Plötzlich hatten die Nationalisten eine internationale Vision: Trumps Fans in Europa wettern wie er gegen Fremde, gegen den Islam, gegen multinationale Organisationen wie Uno, Nato, EU. Für diese Wut auf Minderheiten und «Eliten» schien die Zeit gekommen – im November. Heute, vier Monate später, ist vom rechten Aufbruch nicht mehr viel übrig. Und daran trägt ausgerechnet der Götti der Bewegung die Hauptschuld: Neu-Präsident Donald Trump.

Die Umfrage-Lieblinge fallen überall zurück. So lag in den Niederlanden Geert Wilders mit seiner Partei der Freiheit lange weit vor der Konkurrenz, erreichte im holländischen Vielparteiensystem bis zu 30 Prozent. Ausgerechnet jetzt, zwei Wochen vor den Neuwahlen, fällt er auf Platz zwei hinter den Liberalen, mit nur noch gut 15 Prozent.

In Frankreich, wo sich bei den Konservativen, Sozialisten und Zentristen Dramen abspielen, schien eines gewiss: Marine Le Pen, Chefin des Front National, würde den ersten Wahlgang der Präsidentschaftswahlen im April klar gewinnen. Neueste Umfrage: Sie kommt nur noch auf Platz zwei. In der Endrunde hatte sie bisher ohnehin noch nie eine Chance.

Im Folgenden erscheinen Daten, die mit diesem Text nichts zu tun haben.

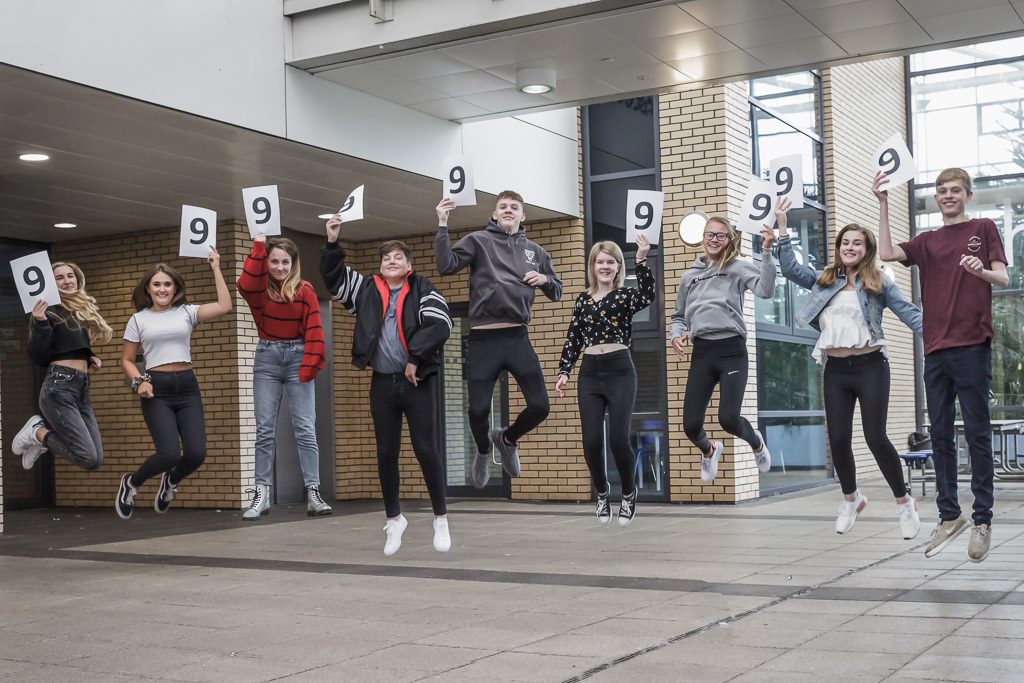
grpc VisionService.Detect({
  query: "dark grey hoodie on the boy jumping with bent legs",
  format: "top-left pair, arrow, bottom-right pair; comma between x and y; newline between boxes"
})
434,220 -> 562,327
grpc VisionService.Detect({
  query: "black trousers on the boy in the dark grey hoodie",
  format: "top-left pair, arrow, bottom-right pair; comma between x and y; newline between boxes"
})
466,326 -> 551,453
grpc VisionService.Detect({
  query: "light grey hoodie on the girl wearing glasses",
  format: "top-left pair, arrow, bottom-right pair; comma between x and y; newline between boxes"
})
669,252 -> 775,340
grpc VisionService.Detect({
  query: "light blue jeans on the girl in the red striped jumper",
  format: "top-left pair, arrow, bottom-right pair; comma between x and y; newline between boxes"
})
253,339 -> 319,487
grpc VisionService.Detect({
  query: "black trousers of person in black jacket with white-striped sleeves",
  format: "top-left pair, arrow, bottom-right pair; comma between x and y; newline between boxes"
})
370,373 -> 447,517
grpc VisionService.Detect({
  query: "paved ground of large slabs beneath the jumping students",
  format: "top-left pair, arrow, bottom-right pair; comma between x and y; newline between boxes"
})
0,484 -> 1024,683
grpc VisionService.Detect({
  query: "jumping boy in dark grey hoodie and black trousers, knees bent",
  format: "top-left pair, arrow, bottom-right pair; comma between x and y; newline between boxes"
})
434,189 -> 562,488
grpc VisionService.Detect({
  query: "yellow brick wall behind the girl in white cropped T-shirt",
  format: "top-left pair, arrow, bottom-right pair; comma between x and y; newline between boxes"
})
51,221 -> 256,509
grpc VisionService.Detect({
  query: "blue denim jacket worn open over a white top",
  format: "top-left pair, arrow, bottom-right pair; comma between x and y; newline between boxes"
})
778,237 -> 921,339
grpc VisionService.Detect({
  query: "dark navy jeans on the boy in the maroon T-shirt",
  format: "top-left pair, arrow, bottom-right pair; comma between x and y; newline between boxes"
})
925,343 -> 994,524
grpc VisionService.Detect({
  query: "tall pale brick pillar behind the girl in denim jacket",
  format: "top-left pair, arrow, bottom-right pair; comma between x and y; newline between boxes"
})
822,57 -> 915,479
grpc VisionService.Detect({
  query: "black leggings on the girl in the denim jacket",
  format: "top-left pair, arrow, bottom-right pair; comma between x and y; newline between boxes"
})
824,351 -> 907,498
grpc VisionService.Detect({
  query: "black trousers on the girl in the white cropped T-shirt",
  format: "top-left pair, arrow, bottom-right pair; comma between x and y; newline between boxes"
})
130,370 -> 206,488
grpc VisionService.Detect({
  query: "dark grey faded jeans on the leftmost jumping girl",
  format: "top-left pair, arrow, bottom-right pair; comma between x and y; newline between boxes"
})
39,366 -> 103,470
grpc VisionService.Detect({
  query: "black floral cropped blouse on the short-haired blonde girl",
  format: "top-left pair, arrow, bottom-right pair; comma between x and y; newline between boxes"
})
558,263 -> 654,375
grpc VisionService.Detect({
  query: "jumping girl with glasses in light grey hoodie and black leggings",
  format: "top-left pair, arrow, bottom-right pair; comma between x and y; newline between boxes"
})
669,217 -> 775,482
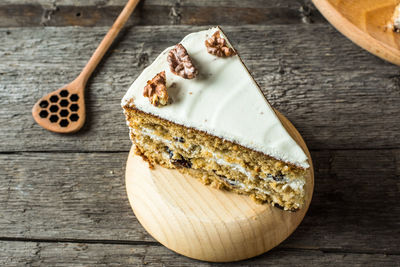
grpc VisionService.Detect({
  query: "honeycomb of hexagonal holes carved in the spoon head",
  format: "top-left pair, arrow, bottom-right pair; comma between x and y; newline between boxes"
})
39,90 -> 80,127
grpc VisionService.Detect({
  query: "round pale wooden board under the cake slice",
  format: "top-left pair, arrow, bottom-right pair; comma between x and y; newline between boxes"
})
125,112 -> 314,262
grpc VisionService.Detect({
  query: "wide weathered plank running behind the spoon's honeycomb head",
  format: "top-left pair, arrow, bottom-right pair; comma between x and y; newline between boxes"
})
0,25 -> 400,151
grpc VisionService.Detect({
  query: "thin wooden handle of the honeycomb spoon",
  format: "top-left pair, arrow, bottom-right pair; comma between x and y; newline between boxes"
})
75,0 -> 140,86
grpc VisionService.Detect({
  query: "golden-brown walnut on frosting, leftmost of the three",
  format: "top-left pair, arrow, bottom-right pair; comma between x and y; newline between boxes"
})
143,71 -> 168,107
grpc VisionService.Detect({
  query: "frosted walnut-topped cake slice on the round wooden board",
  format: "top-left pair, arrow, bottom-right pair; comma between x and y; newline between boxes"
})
122,27 -> 309,210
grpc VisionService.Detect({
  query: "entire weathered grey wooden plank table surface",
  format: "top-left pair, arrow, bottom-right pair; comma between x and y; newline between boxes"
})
0,0 -> 400,266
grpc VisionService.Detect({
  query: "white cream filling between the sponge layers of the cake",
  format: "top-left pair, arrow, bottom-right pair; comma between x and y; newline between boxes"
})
130,127 -> 305,195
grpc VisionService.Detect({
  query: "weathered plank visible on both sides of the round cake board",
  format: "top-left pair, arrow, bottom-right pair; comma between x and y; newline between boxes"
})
0,150 -> 400,254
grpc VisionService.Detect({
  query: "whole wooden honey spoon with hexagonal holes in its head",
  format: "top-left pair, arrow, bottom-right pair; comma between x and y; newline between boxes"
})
32,0 -> 140,133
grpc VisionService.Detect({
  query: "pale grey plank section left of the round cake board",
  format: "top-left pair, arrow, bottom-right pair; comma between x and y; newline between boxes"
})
0,153 -> 153,241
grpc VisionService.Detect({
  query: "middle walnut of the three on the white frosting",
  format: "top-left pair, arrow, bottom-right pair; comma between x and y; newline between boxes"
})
167,44 -> 198,79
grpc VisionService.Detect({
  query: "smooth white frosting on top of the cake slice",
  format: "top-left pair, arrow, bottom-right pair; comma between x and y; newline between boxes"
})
121,28 -> 309,168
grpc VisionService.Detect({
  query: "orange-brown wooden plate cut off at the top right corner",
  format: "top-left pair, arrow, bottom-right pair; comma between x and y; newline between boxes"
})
313,0 -> 400,65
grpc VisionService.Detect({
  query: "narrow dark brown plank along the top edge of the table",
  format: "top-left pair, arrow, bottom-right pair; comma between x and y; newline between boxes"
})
0,0 -> 325,27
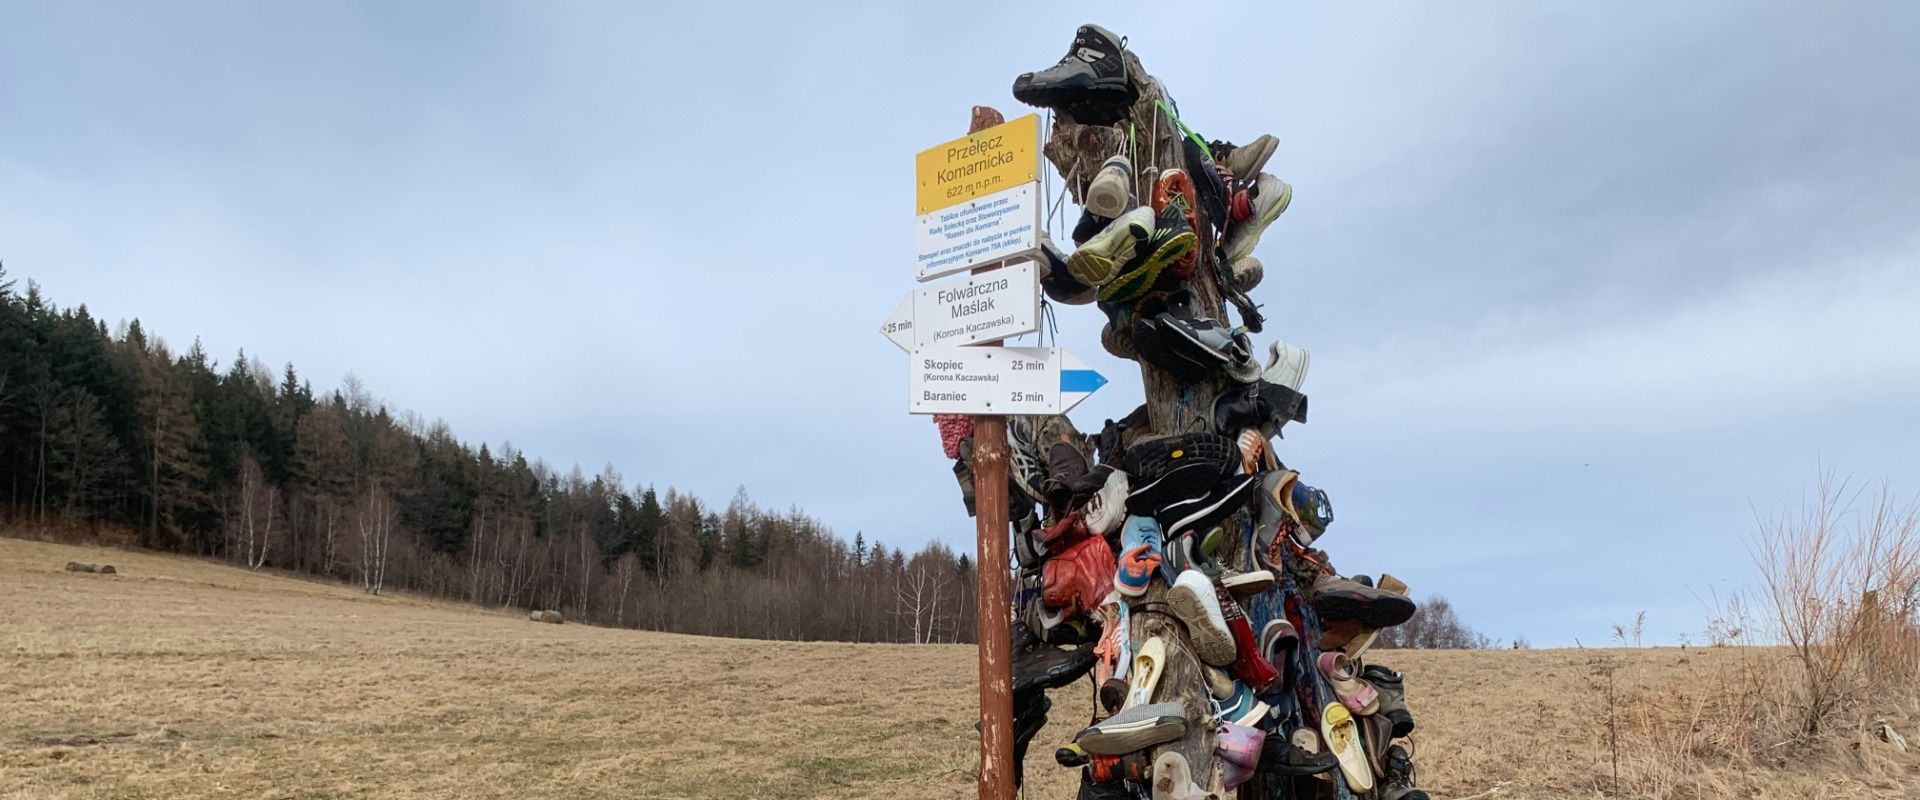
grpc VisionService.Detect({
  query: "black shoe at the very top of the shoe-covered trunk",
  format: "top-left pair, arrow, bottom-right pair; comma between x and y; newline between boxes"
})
1014,25 -> 1140,125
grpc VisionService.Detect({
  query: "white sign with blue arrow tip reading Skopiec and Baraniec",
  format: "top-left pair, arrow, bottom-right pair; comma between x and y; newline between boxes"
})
906,347 -> 1106,414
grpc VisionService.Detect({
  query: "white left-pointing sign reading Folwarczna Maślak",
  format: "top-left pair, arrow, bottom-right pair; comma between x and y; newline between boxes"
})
879,261 -> 1041,351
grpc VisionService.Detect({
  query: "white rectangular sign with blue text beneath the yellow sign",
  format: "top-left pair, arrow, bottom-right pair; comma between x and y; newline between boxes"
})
914,180 -> 1041,280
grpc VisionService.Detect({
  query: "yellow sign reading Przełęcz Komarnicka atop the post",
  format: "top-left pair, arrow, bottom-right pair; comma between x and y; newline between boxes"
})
914,113 -> 1041,215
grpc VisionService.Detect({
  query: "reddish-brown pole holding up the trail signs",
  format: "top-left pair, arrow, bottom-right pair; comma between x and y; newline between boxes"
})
968,106 -> 1014,800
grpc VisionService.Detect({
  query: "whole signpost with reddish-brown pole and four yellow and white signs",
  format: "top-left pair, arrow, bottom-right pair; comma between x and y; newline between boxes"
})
879,106 -> 1106,800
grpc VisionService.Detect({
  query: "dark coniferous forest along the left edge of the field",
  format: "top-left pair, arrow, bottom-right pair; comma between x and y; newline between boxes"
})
0,267 -> 973,643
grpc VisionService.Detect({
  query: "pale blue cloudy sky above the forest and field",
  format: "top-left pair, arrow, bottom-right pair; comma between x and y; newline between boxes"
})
0,0 -> 1920,647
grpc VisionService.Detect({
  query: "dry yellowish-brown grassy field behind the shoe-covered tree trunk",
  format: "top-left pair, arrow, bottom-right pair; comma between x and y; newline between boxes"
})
0,539 -> 1920,800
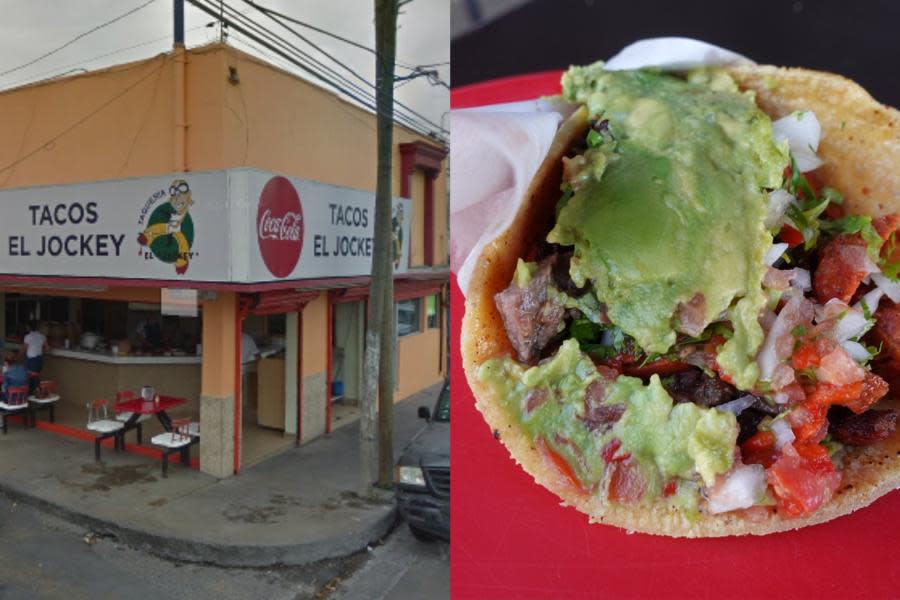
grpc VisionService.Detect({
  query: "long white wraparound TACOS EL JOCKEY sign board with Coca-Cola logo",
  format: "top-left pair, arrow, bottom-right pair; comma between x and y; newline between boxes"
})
0,169 -> 412,287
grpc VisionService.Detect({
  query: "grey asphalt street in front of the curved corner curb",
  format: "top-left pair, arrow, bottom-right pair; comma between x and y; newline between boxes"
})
0,496 -> 450,600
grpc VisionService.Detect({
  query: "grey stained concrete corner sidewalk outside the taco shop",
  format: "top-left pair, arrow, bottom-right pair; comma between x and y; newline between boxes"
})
0,386 -> 440,567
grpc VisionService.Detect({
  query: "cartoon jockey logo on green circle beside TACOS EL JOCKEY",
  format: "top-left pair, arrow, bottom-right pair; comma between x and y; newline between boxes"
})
138,179 -> 194,275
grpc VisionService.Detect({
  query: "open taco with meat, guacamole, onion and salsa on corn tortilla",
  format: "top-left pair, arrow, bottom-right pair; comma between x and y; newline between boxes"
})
460,63 -> 900,537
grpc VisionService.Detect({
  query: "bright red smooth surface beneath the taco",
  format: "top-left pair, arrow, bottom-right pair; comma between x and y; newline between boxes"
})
450,73 -> 900,599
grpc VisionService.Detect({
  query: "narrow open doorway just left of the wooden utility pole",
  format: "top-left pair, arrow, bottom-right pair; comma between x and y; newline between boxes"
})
331,300 -> 366,430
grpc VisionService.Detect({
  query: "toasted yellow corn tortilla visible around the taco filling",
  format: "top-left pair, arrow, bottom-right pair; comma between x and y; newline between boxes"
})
460,66 -> 900,537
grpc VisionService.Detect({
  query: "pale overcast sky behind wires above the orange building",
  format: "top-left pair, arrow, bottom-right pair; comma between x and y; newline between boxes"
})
0,0 -> 450,139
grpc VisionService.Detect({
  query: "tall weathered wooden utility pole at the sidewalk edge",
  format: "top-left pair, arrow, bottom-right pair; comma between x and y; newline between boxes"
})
359,0 -> 400,491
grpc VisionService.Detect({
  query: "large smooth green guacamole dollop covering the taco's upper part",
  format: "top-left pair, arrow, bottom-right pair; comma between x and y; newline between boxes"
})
548,63 -> 788,389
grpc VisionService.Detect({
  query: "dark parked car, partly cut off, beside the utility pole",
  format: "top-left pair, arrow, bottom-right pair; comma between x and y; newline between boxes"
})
395,381 -> 450,541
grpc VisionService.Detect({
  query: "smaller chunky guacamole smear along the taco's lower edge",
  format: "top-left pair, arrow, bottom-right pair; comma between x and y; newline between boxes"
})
478,339 -> 738,505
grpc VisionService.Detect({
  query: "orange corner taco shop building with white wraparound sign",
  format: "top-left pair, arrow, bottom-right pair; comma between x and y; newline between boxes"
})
0,44 -> 447,477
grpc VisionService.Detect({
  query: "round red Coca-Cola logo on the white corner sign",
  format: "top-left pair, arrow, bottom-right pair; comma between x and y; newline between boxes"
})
256,176 -> 303,277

In Deutschland wird an Angela Merkels offener Flüchtlingspolitik schon lange herumgenörgelt. Einher damit ging der offenbar unaufhaltbare Aufstieg der rechtsnationalen Alternative für Deutschland, die bereits von 20 Prozent bei den Bundestagswahlen träumte. Vorbei. Die AfD fällt seit Monaten zurück und kommt kaum noch auf zehn Prozent.

Was ist da nur passiert? Die Antwort ist nicht wirklich ein Rätsel: Was im November für Rechtspopulisten wie ein Stoss Anabolika in die Muskeln wirkte, nämlich Trumps so unerwarteter Sieg über Umfragen, Medienkonsens und Linksliberale, das zieht sie jetzt plötzlich runter. Mit der Politik der neuen Chaos-Truppe in Washington ist in der europäischen Öffentlichkeit kein Blumentopf zu gewinnen.

Dabei war es damals der unmittelbare Impuls von Geert Wilders, Marine Le Pen und AfD-Chefin Frauke Petry, sich in Trumps Sieg zu sonnen, mit seiner Energie den eigenen Wahlkampf zu zünden. Sie schrieben begeisterte Gratulations-Tweets im Internet. Le Pen besuchte ihn sogar im New Yorker Trump Tower.

Mitgegangen, mitgehangen. Aus dem Vorbild Trump ist ein abschreckendes Beispiel geworden. Aus den Wahlkämpfen ist sein Name verschwunden. Derzeit wollen Le Pen, Wilders und Co. ihm offiziell nur noch in einem Punkt nacheifern: Er triumphierte – trotz schlechter Umfragen.

Eine Tatsache, die auch ihre Kontrahenten vor dem Aufatmen nicht vergessen sollten.